In [8]:
%load_ext autoreload
%autoreload 2

The autoreload extension is already loaded. To reload it, use:
  %reload_ext autoreload


In [9]:
import sys
sys.path.append('../')
import tokamakTK
from tokamakTK import get_ECT_regression

import numpy as np 
import pandas as pd
import matplotlib.pyplot as plt
import scipy as sp
import statsmodels.api as sm
import matplotlib.patches as mpatches

from collections import Counter

from sklearn.preprocessing import StandardScaler
from sklearn.cluster import KMeans
from yellowbrick.cluster import KElbowVisualizer
from yellowbrick.cluster import SilhouetteVisualizer

pd.set_option('display.max_columns', None)
path = "../data/"
fig_path = "../../../LATEX/Latex Images/"

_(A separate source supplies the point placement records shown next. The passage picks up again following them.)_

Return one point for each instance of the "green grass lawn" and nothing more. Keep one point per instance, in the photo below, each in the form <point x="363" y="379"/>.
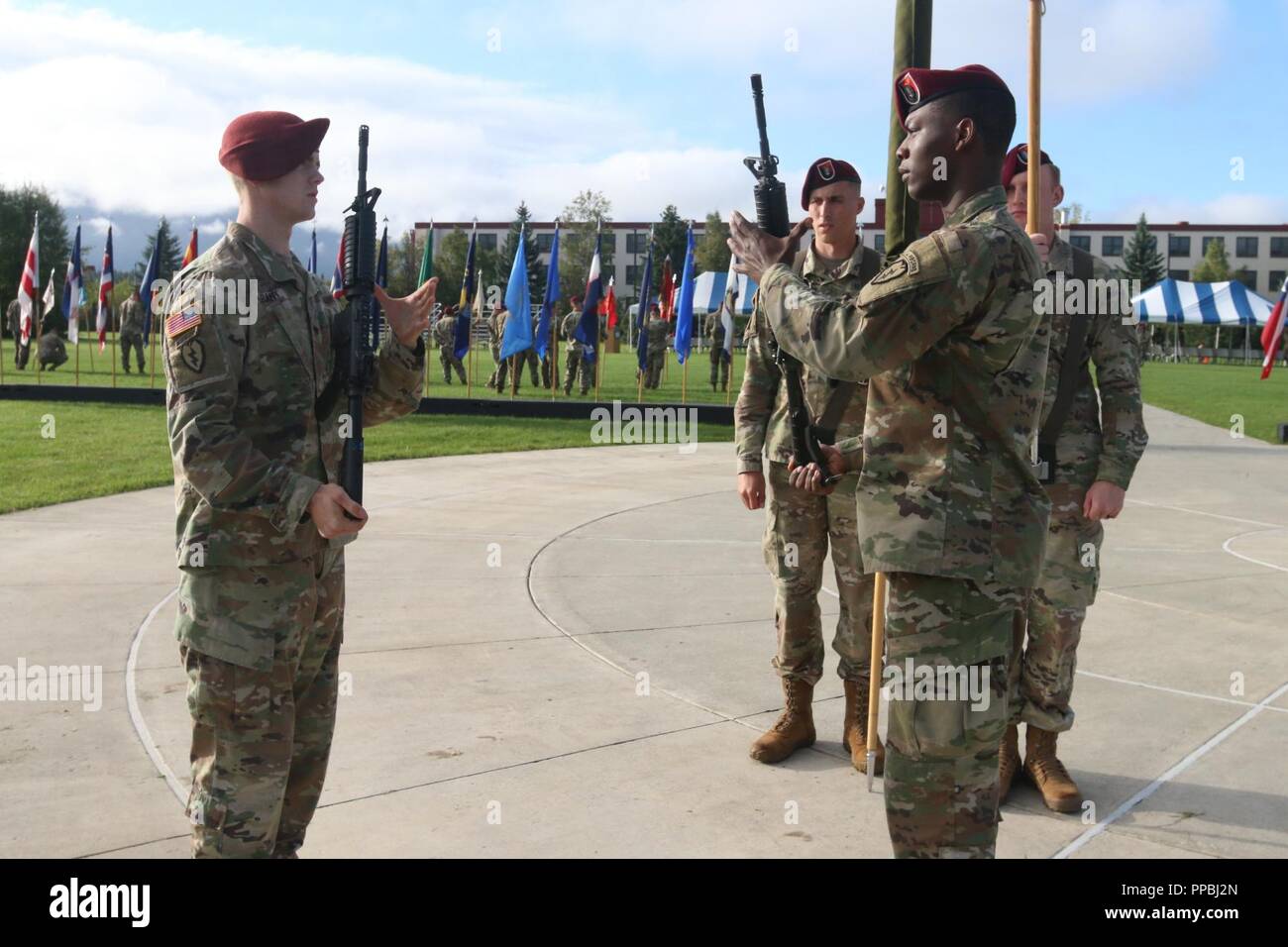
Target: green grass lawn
<point x="1212" y="393"/>
<point x="98" y="450"/>
<point x="617" y="381"/>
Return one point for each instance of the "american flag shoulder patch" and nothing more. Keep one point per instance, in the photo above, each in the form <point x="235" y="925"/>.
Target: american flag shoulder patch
<point x="180" y="321"/>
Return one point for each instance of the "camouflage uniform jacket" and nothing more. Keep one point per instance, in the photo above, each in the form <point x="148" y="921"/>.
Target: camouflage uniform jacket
<point x="1099" y="441"/>
<point x="250" y="438"/>
<point x="956" y="359"/>
<point x="760" y="415"/>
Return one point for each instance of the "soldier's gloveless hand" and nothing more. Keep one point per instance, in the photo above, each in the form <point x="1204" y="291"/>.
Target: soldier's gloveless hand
<point x="751" y="489"/>
<point x="327" y="509"/>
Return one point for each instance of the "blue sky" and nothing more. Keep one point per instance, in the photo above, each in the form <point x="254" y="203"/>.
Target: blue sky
<point x="1145" y="103"/>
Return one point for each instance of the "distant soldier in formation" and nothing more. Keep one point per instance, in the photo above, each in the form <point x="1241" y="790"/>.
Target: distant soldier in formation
<point x="656" y="347"/>
<point x="132" y="331"/>
<point x="445" y="337"/>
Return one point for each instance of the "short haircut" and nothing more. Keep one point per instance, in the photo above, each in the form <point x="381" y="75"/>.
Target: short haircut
<point x="992" y="111"/>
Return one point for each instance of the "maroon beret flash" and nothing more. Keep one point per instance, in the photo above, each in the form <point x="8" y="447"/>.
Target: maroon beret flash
<point x="262" y="146"/>
<point x="914" y="88"/>
<point x="827" y="171"/>
<point x="1018" y="162"/>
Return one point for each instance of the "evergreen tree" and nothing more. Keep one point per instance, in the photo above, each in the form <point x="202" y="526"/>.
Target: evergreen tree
<point x="1142" y="261"/>
<point x="712" y="253"/>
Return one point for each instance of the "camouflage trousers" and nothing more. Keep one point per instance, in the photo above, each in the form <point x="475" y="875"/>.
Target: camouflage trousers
<point x="130" y="342"/>
<point x="719" y="368"/>
<point x="798" y="530"/>
<point x="262" y="737"/>
<point x="1041" y="680"/>
<point x="447" y="356"/>
<point x="943" y="742"/>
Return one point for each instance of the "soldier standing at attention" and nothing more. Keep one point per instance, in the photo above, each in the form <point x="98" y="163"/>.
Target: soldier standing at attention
<point x="798" y="523"/>
<point x="1096" y="444"/>
<point x="948" y="504"/>
<point x="132" y="331"/>
<point x="256" y="415"/>
<point x="445" y="335"/>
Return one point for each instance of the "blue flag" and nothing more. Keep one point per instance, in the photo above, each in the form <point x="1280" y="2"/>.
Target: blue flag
<point x="644" y="295"/>
<point x="548" y="303"/>
<point x="588" y="329"/>
<point x="463" y="317"/>
<point x="518" y="300"/>
<point x="684" y="321"/>
<point x="150" y="275"/>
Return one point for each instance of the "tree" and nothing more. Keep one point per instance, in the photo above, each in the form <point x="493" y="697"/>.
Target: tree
<point x="578" y="228"/>
<point x="170" y="254"/>
<point x="536" y="278"/>
<point x="1142" y="261"/>
<point x="17" y="215"/>
<point x="669" y="240"/>
<point x="712" y="253"/>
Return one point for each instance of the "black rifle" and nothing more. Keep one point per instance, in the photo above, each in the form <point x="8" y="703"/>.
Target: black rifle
<point x="772" y="218"/>
<point x="360" y="281"/>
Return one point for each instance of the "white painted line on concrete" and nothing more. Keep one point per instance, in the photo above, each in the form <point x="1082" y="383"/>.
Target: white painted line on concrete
<point x="132" y="702"/>
<point x="1168" y="776"/>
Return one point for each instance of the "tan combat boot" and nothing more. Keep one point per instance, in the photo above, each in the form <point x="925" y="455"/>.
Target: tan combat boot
<point x="1009" y="762"/>
<point x="1059" y="791"/>
<point x="794" y="728"/>
<point x="854" y="736"/>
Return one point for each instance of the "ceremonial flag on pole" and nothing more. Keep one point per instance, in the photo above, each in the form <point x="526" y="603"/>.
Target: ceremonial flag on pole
<point x="191" y="253"/>
<point x="72" y="290"/>
<point x="730" y="302"/>
<point x="588" y="328"/>
<point x="548" y="303"/>
<point x="644" y="294"/>
<point x="150" y="277"/>
<point x="684" y="317"/>
<point x="104" y="292"/>
<point x="1274" y="331"/>
<point x="338" y="275"/>
<point x="518" y="300"/>
<point x="463" y="324"/>
<point x="29" y="285"/>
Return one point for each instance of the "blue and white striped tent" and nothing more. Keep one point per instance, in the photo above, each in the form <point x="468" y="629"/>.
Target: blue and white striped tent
<point x="708" y="292"/>
<point x="1202" y="303"/>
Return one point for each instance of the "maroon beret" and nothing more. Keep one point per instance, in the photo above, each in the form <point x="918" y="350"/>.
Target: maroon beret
<point x="1018" y="162"/>
<point x="827" y="171"/>
<point x="914" y="88"/>
<point x="262" y="146"/>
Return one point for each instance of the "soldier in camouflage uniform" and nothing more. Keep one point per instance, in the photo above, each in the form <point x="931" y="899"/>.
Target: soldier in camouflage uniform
<point x="130" y="337"/>
<point x="657" y="333"/>
<point x="719" y="357"/>
<point x="445" y="335"/>
<point x="256" y="419"/>
<point x="21" y="354"/>
<point x="799" y="525"/>
<point x="948" y="502"/>
<point x="1098" y="446"/>
<point x="52" y="351"/>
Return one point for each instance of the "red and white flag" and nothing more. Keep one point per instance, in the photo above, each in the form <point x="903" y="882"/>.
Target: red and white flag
<point x="29" y="285"/>
<point x="1274" y="331"/>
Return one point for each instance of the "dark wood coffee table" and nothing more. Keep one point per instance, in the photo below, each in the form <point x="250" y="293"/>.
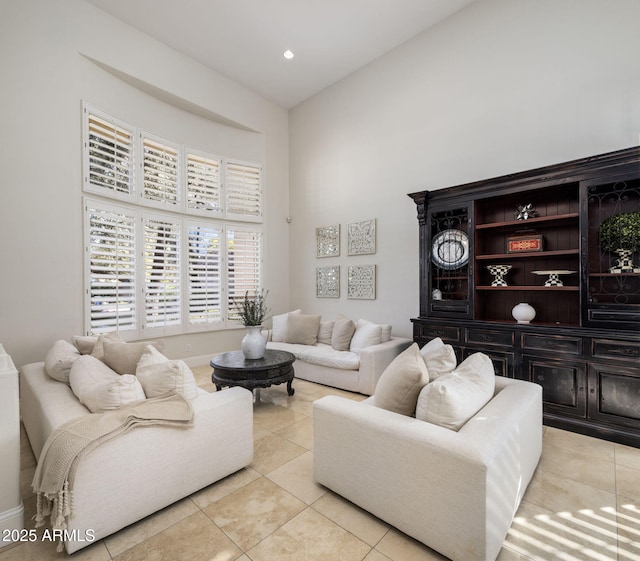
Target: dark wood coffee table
<point x="233" y="369"/>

sstyle = 'seaborn-v0_8-poster'
plt.style.use(sstyle)
plt.rc('font',family = 'serif')

features = ['IP', 'BT', 'NEL', 'PLTH', 'RGEO', 'KAREA', 'EPS', 'MEFF']

In [10]:
# Obtained from Optimization

min_subset_ids_6357 = pd.read_csv(path+"R_ids_alpha_0.6357.csv")
min_subset_ids_9998 = pd.read_csv(path+"R_ids_alpha_0.9998.csv")

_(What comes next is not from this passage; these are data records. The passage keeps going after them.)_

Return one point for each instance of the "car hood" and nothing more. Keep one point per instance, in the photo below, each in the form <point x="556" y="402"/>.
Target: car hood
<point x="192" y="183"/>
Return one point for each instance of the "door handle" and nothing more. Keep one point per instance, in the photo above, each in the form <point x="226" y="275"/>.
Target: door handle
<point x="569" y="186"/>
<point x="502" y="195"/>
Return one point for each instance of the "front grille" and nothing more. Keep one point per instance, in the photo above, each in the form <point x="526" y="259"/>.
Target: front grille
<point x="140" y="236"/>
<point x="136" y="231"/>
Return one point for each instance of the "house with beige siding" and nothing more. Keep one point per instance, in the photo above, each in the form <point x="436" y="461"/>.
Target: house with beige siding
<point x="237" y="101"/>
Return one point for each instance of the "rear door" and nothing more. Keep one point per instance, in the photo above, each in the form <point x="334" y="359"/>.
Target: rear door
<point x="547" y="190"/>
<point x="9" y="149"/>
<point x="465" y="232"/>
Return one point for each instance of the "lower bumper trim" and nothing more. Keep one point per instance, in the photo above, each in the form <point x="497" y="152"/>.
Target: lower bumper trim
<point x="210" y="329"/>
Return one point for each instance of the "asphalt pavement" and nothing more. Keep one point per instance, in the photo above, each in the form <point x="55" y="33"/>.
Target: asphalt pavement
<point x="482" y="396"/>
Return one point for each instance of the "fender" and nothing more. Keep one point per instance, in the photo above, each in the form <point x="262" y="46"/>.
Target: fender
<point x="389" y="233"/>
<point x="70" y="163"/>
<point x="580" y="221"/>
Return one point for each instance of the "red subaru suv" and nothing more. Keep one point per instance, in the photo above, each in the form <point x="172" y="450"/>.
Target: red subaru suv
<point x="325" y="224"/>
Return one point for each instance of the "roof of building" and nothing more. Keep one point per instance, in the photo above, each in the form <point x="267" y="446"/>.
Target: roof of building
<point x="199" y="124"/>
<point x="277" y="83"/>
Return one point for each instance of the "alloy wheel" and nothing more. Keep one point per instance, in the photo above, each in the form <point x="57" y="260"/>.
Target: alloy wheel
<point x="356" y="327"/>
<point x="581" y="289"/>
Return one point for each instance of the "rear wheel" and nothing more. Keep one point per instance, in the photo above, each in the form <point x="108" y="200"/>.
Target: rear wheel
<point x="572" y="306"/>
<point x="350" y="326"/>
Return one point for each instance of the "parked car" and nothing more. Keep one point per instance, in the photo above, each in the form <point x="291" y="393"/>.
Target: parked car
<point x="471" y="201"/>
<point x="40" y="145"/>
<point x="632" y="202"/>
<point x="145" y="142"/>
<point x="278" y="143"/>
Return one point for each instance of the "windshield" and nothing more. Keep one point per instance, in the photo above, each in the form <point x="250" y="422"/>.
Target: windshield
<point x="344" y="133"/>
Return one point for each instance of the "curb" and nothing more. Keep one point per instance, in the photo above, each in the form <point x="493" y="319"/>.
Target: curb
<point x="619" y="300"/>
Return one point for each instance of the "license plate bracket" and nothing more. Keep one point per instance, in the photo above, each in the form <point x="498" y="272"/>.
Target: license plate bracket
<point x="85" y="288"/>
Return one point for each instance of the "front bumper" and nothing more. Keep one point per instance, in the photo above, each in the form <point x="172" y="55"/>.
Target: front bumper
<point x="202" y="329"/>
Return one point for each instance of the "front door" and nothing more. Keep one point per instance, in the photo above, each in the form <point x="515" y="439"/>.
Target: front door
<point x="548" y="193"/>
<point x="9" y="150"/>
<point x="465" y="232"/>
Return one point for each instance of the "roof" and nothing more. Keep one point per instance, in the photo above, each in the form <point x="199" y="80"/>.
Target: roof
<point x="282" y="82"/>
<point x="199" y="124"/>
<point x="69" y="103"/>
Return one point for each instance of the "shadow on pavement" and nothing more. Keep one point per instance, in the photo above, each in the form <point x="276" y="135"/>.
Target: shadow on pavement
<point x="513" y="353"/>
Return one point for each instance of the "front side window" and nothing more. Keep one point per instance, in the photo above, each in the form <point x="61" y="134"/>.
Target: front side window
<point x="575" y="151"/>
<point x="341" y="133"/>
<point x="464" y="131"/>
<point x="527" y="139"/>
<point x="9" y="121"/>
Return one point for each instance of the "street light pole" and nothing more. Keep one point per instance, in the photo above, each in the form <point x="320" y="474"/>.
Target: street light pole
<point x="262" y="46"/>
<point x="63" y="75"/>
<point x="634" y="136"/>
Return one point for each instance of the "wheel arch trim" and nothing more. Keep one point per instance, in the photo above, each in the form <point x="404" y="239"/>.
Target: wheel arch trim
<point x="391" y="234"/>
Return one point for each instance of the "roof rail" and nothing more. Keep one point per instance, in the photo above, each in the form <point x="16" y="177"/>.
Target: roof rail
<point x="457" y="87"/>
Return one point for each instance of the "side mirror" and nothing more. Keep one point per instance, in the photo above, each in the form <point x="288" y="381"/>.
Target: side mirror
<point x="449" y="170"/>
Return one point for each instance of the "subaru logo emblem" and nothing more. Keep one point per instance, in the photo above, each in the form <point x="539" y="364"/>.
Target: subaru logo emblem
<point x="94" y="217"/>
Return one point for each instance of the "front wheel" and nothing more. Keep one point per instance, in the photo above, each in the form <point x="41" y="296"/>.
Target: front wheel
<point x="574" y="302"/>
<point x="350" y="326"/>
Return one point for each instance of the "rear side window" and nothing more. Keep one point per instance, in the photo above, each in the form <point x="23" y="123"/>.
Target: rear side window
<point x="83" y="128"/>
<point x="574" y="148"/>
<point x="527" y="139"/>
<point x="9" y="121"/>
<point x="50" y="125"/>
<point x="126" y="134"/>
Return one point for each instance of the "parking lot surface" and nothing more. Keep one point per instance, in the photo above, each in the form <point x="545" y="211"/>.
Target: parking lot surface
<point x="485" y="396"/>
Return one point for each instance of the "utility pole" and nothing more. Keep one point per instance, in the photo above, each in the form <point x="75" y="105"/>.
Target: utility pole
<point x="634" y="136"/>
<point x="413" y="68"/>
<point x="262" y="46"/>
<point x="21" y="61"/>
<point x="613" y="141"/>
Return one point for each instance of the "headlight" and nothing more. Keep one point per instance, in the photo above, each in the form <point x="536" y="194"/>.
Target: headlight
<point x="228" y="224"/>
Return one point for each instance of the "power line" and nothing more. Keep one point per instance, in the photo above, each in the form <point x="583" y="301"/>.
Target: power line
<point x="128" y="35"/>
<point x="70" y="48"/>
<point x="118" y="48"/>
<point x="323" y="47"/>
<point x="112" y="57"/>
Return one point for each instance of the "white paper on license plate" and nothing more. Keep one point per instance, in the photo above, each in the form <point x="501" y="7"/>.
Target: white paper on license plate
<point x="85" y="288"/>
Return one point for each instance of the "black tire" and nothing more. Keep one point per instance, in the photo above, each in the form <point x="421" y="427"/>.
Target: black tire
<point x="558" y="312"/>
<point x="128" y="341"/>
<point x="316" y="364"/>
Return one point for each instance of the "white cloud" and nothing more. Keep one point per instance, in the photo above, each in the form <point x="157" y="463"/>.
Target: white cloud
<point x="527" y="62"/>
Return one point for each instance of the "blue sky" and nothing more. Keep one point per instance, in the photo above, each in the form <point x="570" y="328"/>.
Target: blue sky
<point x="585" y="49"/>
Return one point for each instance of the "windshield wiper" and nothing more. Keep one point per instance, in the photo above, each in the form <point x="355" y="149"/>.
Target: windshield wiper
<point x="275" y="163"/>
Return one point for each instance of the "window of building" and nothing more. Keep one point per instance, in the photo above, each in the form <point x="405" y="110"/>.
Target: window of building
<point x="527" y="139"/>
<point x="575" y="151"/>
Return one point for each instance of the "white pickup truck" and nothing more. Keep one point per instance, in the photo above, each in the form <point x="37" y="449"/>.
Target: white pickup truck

DB2 = pd.read_csv(path+"DB2P8.csv")
DB5 = pd.read_csv(path+"SELDB5_SVD.csv", low_memory=False) 

# Setting ELMy Dataset
DB5 = DB5[DB5["PHASE"].isin(['HGELM', 'HSELM', 'HGELMH', 'HSELMH'])]

# There is two shots from DB2P8 missing in DB5
missing_shots = DB2[~DB2.id.isin( DB5.id.values )].reset_index(drop=True)
DB5 = pd.concat([DB5, missing_shots], axis=0, ignore_index=True)

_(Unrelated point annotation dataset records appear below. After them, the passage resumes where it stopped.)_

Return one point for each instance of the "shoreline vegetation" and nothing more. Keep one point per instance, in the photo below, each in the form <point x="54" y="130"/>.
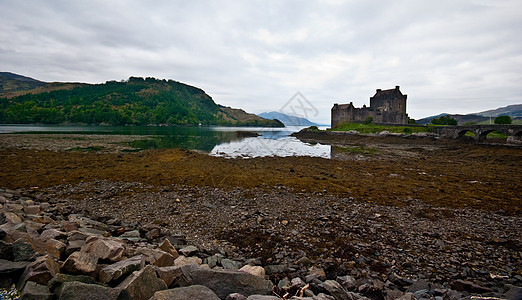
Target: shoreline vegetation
<point x="360" y="128"/>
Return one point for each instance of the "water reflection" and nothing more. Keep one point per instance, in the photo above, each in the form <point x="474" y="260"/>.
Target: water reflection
<point x="217" y="141"/>
<point x="265" y="146"/>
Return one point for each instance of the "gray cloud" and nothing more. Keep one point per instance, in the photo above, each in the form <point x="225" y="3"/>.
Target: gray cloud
<point x="448" y="56"/>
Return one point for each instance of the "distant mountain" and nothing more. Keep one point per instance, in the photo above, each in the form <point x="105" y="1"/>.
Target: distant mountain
<point x="287" y="119"/>
<point x="12" y="85"/>
<point x="137" y="101"/>
<point x="514" y="111"/>
<point x="461" y="119"/>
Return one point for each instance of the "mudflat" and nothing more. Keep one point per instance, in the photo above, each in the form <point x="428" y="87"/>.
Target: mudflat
<point x="436" y="210"/>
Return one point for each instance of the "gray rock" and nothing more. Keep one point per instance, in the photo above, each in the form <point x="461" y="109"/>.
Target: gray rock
<point x="73" y="246"/>
<point x="33" y="209"/>
<point x="335" y="289"/>
<point x="235" y="296"/>
<point x="41" y="271"/>
<point x="195" y="292"/>
<point x="183" y="261"/>
<point x="22" y="251"/>
<point x="142" y="284"/>
<point x="81" y="291"/>
<point x="52" y="234"/>
<point x="133" y="235"/>
<point x="59" y="279"/>
<point x="106" y="249"/>
<point x="6" y="251"/>
<point x="322" y="296"/>
<point x="10" y="270"/>
<point x="347" y="281"/>
<point x="189" y="250"/>
<point x="168" y="274"/>
<point x="468" y="286"/>
<point x="156" y="257"/>
<point x="212" y="261"/>
<point x="224" y="282"/>
<point x="231" y="264"/>
<point x="418" y="285"/>
<point x="80" y="263"/>
<point x="315" y="273"/>
<point x="167" y="247"/>
<point x="115" y="271"/>
<point x="513" y="292"/>
<point x="276" y="269"/>
<point x="35" y="291"/>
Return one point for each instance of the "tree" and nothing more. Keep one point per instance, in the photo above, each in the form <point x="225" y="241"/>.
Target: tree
<point x="503" y="120"/>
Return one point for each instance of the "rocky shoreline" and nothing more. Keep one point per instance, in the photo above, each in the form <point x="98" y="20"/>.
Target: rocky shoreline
<point x="54" y="246"/>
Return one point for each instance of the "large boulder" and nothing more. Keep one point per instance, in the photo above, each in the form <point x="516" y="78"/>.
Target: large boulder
<point x="10" y="270"/>
<point x="183" y="261"/>
<point x="142" y="284"/>
<point x="81" y="291"/>
<point x="105" y="249"/>
<point x="59" y="279"/>
<point x="156" y="257"/>
<point x="193" y="292"/>
<point x="41" y="271"/>
<point x="80" y="263"/>
<point x="254" y="270"/>
<point x="224" y="282"/>
<point x="169" y="274"/>
<point x="33" y="290"/>
<point x="115" y="271"/>
<point x="167" y="247"/>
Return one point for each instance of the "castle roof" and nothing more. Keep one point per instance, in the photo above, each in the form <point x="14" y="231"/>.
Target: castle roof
<point x="391" y="93"/>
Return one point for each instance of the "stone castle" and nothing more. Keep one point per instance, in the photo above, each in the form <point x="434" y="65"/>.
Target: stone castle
<point x="386" y="107"/>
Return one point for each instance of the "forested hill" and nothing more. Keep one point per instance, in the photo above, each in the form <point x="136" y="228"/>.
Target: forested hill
<point x="137" y="101"/>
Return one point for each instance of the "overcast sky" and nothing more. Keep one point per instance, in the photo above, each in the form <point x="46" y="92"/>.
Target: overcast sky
<point x="454" y="56"/>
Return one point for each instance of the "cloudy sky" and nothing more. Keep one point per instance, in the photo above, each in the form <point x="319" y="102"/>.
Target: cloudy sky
<point x="454" y="56"/>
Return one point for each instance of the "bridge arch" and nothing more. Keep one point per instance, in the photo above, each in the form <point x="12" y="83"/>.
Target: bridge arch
<point x="516" y="138"/>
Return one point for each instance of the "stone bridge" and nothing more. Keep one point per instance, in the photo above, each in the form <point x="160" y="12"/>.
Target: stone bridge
<point x="514" y="132"/>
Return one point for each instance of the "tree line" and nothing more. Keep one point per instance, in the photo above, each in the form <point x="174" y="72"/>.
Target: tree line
<point x="137" y="101"/>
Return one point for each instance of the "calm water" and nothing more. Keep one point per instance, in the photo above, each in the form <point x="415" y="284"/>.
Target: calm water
<point x="217" y="141"/>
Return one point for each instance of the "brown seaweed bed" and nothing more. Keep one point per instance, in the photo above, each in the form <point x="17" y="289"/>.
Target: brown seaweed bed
<point x="434" y="210"/>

# Labeling shots that had great impact in decreasing alpha_R
DB5.insert(loc=2,column="label_6357",value=[0]*len(DB5))
DB5.loc[(DB5[DB5.id.isin(min_subset_ids_6357.id)].index), "label_6357"] = 1

DB5.insert(loc=2,column="label_9998",value=[0]*len(DB5))
DB5.loc[(DB5[DB5.id.isin(min_subset_ids_9998.id)].index), "label_9998"] = 1


print(
    "  Subset that decrease alpha-R to 0.6357\n--------\n" +
    f"{ round( (len(min_subset_ids_6357)/len(DB5))*100     ,2)  }% affected alpha_R\n" + 
    f"{ round( (1 - len(min_subset_ids_6357)/len(DB5))*100 ,2)  }% did not affect alpha_R" +
    "\n\n\n  Subset that decrease alpha-R to 0.9998\n--------\n" +
    f"{ round( (len(min_subset_ids_9998)/len(DB5))*100     ,2)  }% affected alpha_R\n" + 
    f"{ round( (1 - len(min_subset_ids_9998)/len(DB5))*100 ,2)  }% did not affect alpha_R"
)

  Subset that decrease alpha-R to 0.6357
--------
23.45% affected alpha_R
76.55% did not affect alpha_R


  Subset that decrease alpha-R to 0.9998
--------
9.88% affected alpha_R
90.12% did not affect alpha_R


In [20]:
# Data for alpha-R ~ 0.64

complete_data = DB5.copy()
decreased_ds  = DB5[DB5.label_6357.isin([1]) | DB5.id.isin(DB2.id.values)]
unaffected_ds = DB5[DB5.label_6357.isin([0])]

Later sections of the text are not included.